After the earthquake: Christchurch’s new cardboard cathedral

A revolutionary cardboard cathedral opens in Christchurch, New Zealand, as a temporary replacement for the neo-Gothic building destroyed in the 2011 earthquake.

Cardboard cathedral Christchurch New Zealand earthquake

The new building, designed by Japanese architect Shigeru Ban, is constructed from 600mm diameter cardboard tubes coated with waterproof polyurethane and flame retardants.

It can hold up to 700 people and has a design life of 50 years. The Anglican Church of New Zealand plans to use it for at least a decade while a permanent replacement for the 19th century church is built.

“The old cathedral symbolised the city in many ways, and we think this cathedral is a symbol that Christchurch is regrouping and rebuilding,” acting dean Lynda Patterson said.

“I still keep having dreams that the ground has shifted and I’ll go there and it’s a building site again,” she continued.

185 people died in the 2011 earthquake, one of New Zealand’s deadliest peacetime disasters.

Earthquake code

The Cardboard Cathedral website explains that the material used is ideal because it is readily available, recyclable and surprisingly strong.

It also claims the new cathedral is “one of the safest buildings in the city”, conforming 100 per cent to New Zealand’s earthquake code for building construction.

The strength of the building has nothing to do with the strength of the material. Shigeru Ban, architect

“The strength of the building has nothing to do with the strength of the material,” says Shigeru Ban.

“Even concrete buildings can be destroyed by earthquakes very easily.
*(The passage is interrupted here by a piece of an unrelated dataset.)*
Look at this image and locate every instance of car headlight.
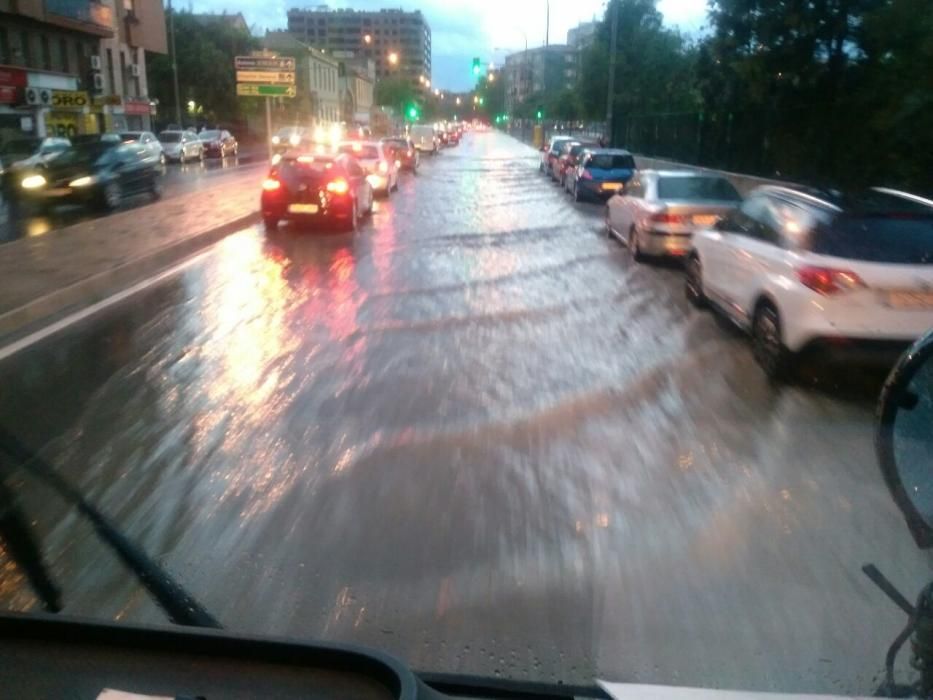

But paper buildings cannot be destroyed by earthquakes.”

‘Emergency architecture’

Ban has established his reputation by designing “emergency architecture” for disaster zones from Rwanda to Japan, and he has described projects such as the cathedral as part of an architect’s “social responsibility”.

In a TEDx talk earlier this year, he suggested architecture had lost its way, saying: “We are working for privileged people, for rich people, for government and developers.

“They have money and power, and those are invisible, so they hire us to visualise their power and money by making monuments of architecture.”

Among Ban’s best known buildings is the Pompidou Centre in Metz, France, which opened in 2010 as a sister building to Paris’s Pompidou Centre.